O governo americano proveu liquidez e as dívidas foram estatizadas, mas não desapareceram, o que dificulta a normalização, aponta Resende. O questionamento feito por muitos é que há concessão de renda para certos setores nessas intervenções. Foram protegidos aqueles que detêm depósitos nas instituições financeiras. Como no Proer, a ajuda brasileira aos bancos, pode-se dizer que era inevitável agir assim, contudo, deve-se apontar quem ganhou ou deixou de perder e quem efetivamente perdeu. A ameaça de crise sistêmica não é usada para viabilizar politicamente medidas que favorecem setores específicos?

Resende diz que a base da atual macroeconomia tem origem em Keynes, mas a "profunda revisão" de suas ideias certamente o faria abrir mão dessa paternidade. Keynes responderia, como fez em "The collected writings of JMK", que "o remédio correto para os ciclos econômicos não consiste em evitar os booms e assim nos manter em uma semidepressão, mas em abolir as depressões e nos manter desse modo permanentemente em quase-boom". Não seria o Brasil em um quase-boom mais adequado à realidade? Talvez até mais contagiante para as expectativas?

Os países emergentes adotaram uma postura mercantilista exportadora para conquistar credibilidade, admite Resende. Mas, a busca perene de credibilidade e confiança não é fruto de uma abertura financeira indevida e inútil? Bastaria fechar o país aos fluxos especulativos para recuperar o poder de fazer política monetária. A riqueza financeira não se preocupa com a produção e flui pelos países periféricos que se converteram em plataformas de sua valorização, afirmam diversos economistas. Qual é o pecado de, por exemplo, não querer dinheiro externo de curto prazo? Não é um contrassenso pagar altos juros para recursos especulativos? Ademais, sempre se perdoa o excessivo conservadorismo do Banco Central, mas combater ferrenhamente a inflação não ajuda mais quem tem dinheiro e prejudica mais quem depende da economia aquecida para conseguir emprego?

Resende teme que da crise resulte um redesenho repressor das atividades do mercado financeiro. O que seria, então, melhor: correr o risco de uma economia sobre-regulada ou de uma economia sub-regulada que pode gerar crises avassaladoras como a atual? Se o que se quer é proteger as instituições financeiras, o temor é pelo cerceamento de suas atividades. Se o que se quer é crescer com melhor distribuição de renda a resposta pode ser outra.
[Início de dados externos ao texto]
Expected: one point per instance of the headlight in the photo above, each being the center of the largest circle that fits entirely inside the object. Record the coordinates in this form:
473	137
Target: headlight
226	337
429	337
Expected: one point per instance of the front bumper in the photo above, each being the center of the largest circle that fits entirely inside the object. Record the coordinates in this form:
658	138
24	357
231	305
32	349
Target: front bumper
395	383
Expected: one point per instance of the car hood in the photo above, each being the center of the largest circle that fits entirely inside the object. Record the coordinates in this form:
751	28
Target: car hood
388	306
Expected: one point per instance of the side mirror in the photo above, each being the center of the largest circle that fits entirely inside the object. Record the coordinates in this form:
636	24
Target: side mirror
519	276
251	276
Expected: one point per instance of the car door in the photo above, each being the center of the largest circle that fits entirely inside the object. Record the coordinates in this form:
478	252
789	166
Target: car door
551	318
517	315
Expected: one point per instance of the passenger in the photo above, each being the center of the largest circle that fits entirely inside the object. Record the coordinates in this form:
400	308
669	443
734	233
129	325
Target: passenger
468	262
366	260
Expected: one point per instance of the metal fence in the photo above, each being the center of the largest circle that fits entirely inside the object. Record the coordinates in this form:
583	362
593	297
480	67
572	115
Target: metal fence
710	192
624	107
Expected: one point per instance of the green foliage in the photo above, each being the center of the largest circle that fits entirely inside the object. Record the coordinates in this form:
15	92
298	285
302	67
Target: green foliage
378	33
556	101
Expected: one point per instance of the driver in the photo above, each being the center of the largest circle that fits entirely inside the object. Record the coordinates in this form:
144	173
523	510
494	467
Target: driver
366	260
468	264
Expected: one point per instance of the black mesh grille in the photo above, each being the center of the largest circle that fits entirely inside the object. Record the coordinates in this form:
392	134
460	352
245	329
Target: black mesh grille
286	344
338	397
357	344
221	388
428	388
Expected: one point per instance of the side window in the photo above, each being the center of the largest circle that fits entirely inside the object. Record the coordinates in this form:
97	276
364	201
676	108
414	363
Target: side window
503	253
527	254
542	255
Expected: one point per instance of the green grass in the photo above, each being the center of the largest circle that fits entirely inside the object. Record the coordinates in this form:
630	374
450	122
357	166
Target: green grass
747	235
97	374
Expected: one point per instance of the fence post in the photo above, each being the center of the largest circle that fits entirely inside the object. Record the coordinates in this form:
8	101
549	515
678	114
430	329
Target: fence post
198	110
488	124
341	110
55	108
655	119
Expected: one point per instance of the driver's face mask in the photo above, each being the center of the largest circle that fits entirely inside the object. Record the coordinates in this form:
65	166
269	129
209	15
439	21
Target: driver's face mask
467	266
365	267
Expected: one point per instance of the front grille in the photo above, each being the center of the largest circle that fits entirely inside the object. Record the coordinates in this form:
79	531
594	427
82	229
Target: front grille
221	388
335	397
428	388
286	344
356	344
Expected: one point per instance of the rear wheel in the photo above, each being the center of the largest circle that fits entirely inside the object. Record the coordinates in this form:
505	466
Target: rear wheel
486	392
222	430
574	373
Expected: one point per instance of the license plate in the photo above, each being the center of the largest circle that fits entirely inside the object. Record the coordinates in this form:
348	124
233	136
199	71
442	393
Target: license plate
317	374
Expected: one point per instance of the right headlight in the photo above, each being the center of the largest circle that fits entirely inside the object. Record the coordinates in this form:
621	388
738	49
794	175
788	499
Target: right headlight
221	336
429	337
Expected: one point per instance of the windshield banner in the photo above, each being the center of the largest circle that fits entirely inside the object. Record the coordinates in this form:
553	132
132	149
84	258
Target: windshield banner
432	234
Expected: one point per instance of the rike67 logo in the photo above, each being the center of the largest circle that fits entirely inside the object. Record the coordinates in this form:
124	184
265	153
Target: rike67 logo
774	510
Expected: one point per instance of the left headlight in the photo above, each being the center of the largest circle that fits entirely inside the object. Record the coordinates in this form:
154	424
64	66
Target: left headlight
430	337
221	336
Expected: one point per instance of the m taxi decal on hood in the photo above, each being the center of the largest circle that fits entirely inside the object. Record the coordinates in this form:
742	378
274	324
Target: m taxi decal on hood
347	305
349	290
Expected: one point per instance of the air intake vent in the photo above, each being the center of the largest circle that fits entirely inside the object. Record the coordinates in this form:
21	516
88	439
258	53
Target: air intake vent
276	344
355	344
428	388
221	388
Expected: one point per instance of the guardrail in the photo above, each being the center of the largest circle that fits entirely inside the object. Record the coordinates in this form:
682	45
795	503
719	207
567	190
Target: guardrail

Resende advoga um novo marco institucional global e finaliza: "a globalização da economia e da cultura, fruto do progresso tecnológico, não parece ser um processo reversível sem um retrocesso do progresso da humanidade". Mesmo deixando de lado por um instante os danos ao planeta, cabe perguntar se esse progresso da humanidade que assistimos até essa crise é aquele que realmente queremos? Seria anacrônico o quadro político e institucional mundial ou o ideário econômico hegemônico? Ou os dois?

César Locatelli é economista e conselheiro fiscal. Foi diretor do antigo BankBoston e executivo do mercado financeiro por duas décadas.

(Reproduzido de Google Notas / Luis Nassif - Publicado originalmente no jornal Valor Econômico)

terça-feira, 12 de maio de 2009

SUGESTÃO DE LEITOR ABRE DISCUSSÃO INTERESSANTE

Por sugestão de um nosso leitor, o Fala Marisco! foi buscar a crítica de César Locatelli ao artigo de André Lara Resende.
Publicada no mesmo Valor Econômico, em 08/05/2009, a crítica de Locatelli encontra nos embasamentos teóricos e acadêmicos do artigo de Lara Resende respostas diametralmente opostas.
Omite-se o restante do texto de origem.